When we set off again Sharona and Will accompany us. We walk slowly so that our youngest companion’s little plump legs can keep up. I feel half impatient, half heartful at the privilege of having this wise little creature along with us.
Once they have turned back, we go on, following the lanes that will take us to Newton Abbot. I, out of habit, want to map read, Eve, wants to follow her nose, but we muddle along blending our rhythms.
“I keep the map out so I can track my progress as I go.” I explain.

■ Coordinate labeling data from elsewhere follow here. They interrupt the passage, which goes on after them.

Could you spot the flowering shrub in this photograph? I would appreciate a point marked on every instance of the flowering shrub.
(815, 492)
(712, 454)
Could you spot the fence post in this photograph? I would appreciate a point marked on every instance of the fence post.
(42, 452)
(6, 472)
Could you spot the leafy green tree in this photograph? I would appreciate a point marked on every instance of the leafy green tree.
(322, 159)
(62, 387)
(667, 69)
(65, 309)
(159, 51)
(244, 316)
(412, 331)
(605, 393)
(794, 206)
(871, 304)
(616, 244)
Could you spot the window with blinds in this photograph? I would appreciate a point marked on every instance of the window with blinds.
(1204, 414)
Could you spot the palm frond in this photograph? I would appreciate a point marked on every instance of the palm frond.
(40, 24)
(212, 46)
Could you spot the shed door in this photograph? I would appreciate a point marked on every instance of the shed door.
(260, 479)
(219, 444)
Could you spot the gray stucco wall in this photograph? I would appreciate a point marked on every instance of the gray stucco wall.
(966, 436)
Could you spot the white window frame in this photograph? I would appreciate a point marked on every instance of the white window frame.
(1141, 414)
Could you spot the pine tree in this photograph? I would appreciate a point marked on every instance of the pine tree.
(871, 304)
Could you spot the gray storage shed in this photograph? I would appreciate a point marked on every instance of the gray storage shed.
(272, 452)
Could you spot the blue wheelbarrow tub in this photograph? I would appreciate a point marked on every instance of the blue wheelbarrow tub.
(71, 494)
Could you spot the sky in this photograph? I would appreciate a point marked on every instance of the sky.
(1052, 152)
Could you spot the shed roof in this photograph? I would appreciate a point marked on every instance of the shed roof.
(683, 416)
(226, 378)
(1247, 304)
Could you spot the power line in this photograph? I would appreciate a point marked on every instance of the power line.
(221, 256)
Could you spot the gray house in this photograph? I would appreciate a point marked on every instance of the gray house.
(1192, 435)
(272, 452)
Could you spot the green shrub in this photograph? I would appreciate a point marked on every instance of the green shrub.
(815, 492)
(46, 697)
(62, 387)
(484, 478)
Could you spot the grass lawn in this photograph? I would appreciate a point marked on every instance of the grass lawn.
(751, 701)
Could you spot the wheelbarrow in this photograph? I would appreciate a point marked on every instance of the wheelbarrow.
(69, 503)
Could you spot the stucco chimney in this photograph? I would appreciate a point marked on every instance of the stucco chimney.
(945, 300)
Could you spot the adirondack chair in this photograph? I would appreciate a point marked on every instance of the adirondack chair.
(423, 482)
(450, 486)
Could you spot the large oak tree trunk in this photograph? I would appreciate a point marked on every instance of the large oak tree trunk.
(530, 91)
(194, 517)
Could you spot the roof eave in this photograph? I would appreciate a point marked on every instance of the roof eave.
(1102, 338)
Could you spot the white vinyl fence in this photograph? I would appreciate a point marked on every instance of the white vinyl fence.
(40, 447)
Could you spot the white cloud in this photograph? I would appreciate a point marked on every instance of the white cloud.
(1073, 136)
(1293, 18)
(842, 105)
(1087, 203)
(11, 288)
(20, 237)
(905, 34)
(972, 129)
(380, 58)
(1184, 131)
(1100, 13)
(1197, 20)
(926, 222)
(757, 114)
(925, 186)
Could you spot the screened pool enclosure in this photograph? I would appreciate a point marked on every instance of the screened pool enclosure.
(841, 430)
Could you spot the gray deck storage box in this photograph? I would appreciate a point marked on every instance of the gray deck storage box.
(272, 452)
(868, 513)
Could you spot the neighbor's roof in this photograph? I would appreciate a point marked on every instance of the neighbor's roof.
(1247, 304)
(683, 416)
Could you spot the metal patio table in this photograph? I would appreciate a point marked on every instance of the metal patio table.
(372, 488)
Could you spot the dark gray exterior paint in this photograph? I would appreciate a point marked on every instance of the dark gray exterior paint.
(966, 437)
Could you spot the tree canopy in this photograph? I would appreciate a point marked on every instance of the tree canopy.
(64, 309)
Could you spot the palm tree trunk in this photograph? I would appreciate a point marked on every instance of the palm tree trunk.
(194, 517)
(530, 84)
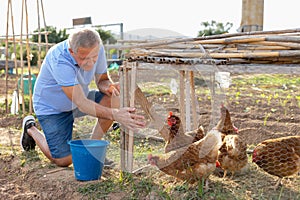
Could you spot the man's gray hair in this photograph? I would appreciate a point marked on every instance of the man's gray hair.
(85, 38)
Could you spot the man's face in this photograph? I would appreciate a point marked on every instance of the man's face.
(86, 57)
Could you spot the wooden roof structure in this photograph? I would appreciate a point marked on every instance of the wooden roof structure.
(267, 52)
(260, 50)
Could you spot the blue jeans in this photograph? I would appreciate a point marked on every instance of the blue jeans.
(58, 128)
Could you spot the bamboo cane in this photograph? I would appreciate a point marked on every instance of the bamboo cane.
(15, 58)
(28, 61)
(39, 35)
(46, 35)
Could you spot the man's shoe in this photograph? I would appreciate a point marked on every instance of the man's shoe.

I have carried another of my books with me; it’s a gift for the proprietors of Samson’s farm, who hosted me on the first night of my walk, as a thank you. It’s getting late though, and I need to be able to get back home for work the next morning. Eve takes the book on with her, to present to them and, we hope, to be given somewhere to sleep.
Amongst youngsters on benches and shoppers to-ing and fro-ing between the nearby supermarket and the town centre, we sit and eat a snack. Eve get’s up and chalks a message on the pavement – Change the culture, not the Climate – with a picture of a smiling bee.
Eve and I take each other’s leave. It feels strange. She is the one to be walking on now; I am catching a bus back home. She lingers a moment; aware suddenly perhaps of the enormity of her undertaking, alone on the walk for the first time. I feel her aloneness yet know it is how it must be at this stage. I stand firm and wave, clutching the cuddly bee that is to go home to his owner, as Eve walks away from me headed for the road to Exeter, turning once or twice to wave. I watch until she is out of sight, crossing the road and disappearing round the corner.
It is Easter Sunday 2014 and the Buzz Tour has begun.